Ведь Голывуд звал. С каждым днем он привлекал все больше людей. И они не затем прибывали, чтобы становиться конюхами, или официантками, или плотниками быстрого реагирования. Они прибывали, чтобы делать движущиеся картинки.
И сами не знали почему.
Как прекрасно знал Себя-Режу-Без-Ножа Достабль, если двое или больше людей соберутся в одном месте, кто-нибудь обязательно попытается продать им сомнительного вида сосиску в тесте.
Теперь, когда сам Достабль нашел себе иное призвание, эту нишу заняли другие.
Одним из них был клатчец Нодар Боргль, чей огромный сарай, где каждый звук отдавался эхом, был не рестораном, а скорее кормовой фабрикой. В одном его конце стояли огромные дымящиеся чаны. Остальное место занимали столы, а за столами…
Виктор был поражен.
…сидели тролли, люди и гномы. И несколько номов. И, кажется, даже парочка эльфов – самых неуловимых обитателей Плоского мира. И множество других существ – Виктор надеялся, что это были тролли в костюмах, потому что иначе всех ожидали большие проблемы. И все они ели, причем, что самое невероятное, не друг друга.
– Берешь тарелку, встаешь в очередь, а потом платишь, – объяснила Джинджер. – Это называется самоприслуживание.
– То есть ты платишь до того, как поешь? А если окажется, что еда кошарная?
Джинджер мрачно кивнула:
– Вот поэтому ты и платишь заранее.
Виктор пожал плечами и наклонился к гному, стоявшему за прилавком:
– Мне, пожалуйста…
– Рагу, – сказал гном.
– А какое рагу?
– А оно разным не бывает. На то оно и рагу, – буркнул гном. – Рагу есть рагу.

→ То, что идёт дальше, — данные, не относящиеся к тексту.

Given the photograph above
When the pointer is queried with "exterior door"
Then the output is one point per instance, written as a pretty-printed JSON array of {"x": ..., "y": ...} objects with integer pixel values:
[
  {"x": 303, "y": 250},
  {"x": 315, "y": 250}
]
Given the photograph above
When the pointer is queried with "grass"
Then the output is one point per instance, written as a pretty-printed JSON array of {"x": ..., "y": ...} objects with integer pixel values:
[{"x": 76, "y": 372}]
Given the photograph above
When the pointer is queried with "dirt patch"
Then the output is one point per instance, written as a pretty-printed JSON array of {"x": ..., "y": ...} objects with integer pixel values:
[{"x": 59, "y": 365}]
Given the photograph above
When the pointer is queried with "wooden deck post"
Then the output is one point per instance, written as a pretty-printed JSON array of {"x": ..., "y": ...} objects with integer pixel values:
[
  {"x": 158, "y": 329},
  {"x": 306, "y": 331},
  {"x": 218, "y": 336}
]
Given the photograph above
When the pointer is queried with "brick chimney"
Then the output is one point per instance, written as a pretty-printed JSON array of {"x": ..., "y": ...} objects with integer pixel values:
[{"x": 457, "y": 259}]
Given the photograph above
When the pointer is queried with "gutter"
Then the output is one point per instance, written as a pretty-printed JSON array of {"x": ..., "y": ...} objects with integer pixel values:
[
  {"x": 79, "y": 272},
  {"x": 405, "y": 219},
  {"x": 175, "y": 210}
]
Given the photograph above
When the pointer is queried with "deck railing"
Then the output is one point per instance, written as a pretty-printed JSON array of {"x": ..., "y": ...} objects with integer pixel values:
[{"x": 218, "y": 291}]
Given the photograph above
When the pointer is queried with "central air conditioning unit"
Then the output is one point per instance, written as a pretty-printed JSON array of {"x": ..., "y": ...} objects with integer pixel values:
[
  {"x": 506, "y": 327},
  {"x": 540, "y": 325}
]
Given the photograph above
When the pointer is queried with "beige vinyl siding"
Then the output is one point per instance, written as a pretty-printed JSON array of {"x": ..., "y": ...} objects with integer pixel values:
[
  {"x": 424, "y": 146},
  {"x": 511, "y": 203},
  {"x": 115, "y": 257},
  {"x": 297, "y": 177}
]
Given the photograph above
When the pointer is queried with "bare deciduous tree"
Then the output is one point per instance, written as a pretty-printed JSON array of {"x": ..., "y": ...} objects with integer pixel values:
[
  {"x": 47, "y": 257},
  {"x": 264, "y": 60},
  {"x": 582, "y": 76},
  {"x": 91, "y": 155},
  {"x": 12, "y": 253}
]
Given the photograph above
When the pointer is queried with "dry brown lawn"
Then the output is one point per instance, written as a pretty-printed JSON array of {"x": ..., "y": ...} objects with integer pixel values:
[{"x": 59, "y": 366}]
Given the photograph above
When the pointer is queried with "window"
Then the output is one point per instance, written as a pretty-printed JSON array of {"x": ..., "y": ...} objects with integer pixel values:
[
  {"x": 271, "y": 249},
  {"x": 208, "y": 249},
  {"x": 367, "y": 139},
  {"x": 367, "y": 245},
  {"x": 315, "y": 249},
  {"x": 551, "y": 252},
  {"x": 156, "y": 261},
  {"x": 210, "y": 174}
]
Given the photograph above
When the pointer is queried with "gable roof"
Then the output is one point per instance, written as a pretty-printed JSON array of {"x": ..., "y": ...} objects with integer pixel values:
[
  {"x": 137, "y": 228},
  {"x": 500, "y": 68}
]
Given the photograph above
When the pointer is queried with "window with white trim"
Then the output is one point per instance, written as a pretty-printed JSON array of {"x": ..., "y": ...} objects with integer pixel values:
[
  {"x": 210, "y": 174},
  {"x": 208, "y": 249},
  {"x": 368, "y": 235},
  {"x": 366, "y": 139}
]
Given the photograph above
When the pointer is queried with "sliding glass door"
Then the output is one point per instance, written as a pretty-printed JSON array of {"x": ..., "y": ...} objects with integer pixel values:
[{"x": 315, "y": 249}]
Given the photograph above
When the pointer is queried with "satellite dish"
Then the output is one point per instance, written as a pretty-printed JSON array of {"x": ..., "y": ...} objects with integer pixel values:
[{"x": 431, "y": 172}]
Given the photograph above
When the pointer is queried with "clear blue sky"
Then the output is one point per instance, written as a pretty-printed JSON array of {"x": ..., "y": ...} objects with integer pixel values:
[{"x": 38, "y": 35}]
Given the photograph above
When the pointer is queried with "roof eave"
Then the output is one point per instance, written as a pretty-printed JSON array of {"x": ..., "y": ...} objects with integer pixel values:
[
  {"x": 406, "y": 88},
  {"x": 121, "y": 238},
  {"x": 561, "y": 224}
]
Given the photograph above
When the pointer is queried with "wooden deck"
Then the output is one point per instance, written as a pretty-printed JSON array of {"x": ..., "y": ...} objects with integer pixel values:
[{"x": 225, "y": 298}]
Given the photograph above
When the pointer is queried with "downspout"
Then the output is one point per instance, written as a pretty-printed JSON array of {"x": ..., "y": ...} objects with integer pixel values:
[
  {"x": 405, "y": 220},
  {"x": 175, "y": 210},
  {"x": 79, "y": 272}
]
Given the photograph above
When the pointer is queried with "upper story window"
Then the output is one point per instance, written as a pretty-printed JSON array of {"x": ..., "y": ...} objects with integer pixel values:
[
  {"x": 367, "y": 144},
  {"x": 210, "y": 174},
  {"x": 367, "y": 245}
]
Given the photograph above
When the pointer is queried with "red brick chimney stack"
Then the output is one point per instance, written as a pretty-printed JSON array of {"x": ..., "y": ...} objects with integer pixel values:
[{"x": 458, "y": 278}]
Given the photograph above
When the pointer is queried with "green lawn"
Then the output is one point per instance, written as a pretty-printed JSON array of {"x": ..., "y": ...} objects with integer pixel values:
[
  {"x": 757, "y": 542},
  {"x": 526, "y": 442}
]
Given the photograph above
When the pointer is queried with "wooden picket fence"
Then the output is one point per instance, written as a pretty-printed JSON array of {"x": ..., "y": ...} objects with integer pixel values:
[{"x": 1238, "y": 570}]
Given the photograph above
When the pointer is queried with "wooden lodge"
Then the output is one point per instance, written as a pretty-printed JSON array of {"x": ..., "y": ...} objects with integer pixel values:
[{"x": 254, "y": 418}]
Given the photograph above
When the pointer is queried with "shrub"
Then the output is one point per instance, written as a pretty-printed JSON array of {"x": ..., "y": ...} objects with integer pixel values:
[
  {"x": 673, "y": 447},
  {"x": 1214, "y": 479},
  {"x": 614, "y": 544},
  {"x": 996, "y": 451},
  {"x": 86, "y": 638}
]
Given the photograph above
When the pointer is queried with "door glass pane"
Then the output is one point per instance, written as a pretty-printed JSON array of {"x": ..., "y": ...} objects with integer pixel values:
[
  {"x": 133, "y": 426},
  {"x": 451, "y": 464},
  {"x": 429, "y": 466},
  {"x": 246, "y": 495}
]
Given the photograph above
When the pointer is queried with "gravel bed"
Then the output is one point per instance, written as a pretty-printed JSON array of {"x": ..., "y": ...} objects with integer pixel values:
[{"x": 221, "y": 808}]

– Я имел в виду, из чего оно сделано? – уточнил Виктор.
– Если спрашиваешь – значит, недостаточно проголодался, – сказала Джинджер. – Два рагу, Фрунт-кин.
Виктор взглянул на серовато-коричневую массу, налитую в его тарелку. Странные сгустки, вынесенные на поверхность таинственными конвекционными потоками, на мгновение показывались, а потом скрывались – хотелось надеяться, что навсегда.
Боргль был сторонником Достаблевой кулинарной школы.
– Или рагу, или ничего, парнишка. – Повар осклабился. – Полдоллара. Дешево, за полцены.